Anne ördek, çevredeki kuşlar ve sincaplardan yardım istemeyi önerince baba ördek onlara konuyu açmış. Dostları da yavruların eğitimine destek olmak istedikleri için her gün bir avuç buğday getirmişler ve ay sonunda horozun istediğinden fazla buğday birikmiş.
Bunu gören horoz, kıskançlıktan ne yapacağını bilemeyip sonrasında daha da ileri giderek, “Artık kümesten çıkın!” diyerek okulun kapanmasını istemiş. Ancak çevredeki hayvanlar okulun kapanmasını istemiyormuş, horozla konuşmuşlar ama horoz kararlıymış.

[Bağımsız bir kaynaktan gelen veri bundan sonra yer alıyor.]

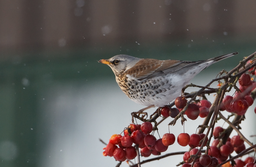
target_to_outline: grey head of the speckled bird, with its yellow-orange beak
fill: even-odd
[[[110,66],[115,75],[117,75],[132,68],[140,60],[141,58],[128,55],[116,55],[108,60],[102,59],[99,62]]]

Bunun üzerine yeşil başlı ördek, yeni bir çözüm arayarak göl kıyısındaki büyük ağacın altında yeni bir okul kurmaya karar vermiş. Tüm hayvanlar birlikte çalışarak bu yeni okulu hazırlamışlar. Ağaç dallarına sıralar dizilmiş, yapraklardan kürsüler yapılmış. Böylece Ördek Okulu yeni yerinde yeniden açılmış ve daha güçlü bir şekilde eğitim vermeye başlamış.
Artık horozun kötü niyeti sonuçsuz kalmış, çevredeki tüm hayvanlar yavrularını bu okula göndermişler. Herkes dayanışma içinde bu eğitimi desteklemiş ve Ördek Okulu’nun başarısı gölde dilden dile yayılmış. Yeşil başlı ördek ve anne ördek yavrularını mutlu, güvenli bir şekilde büyütmenin gururunu yaşamışlar.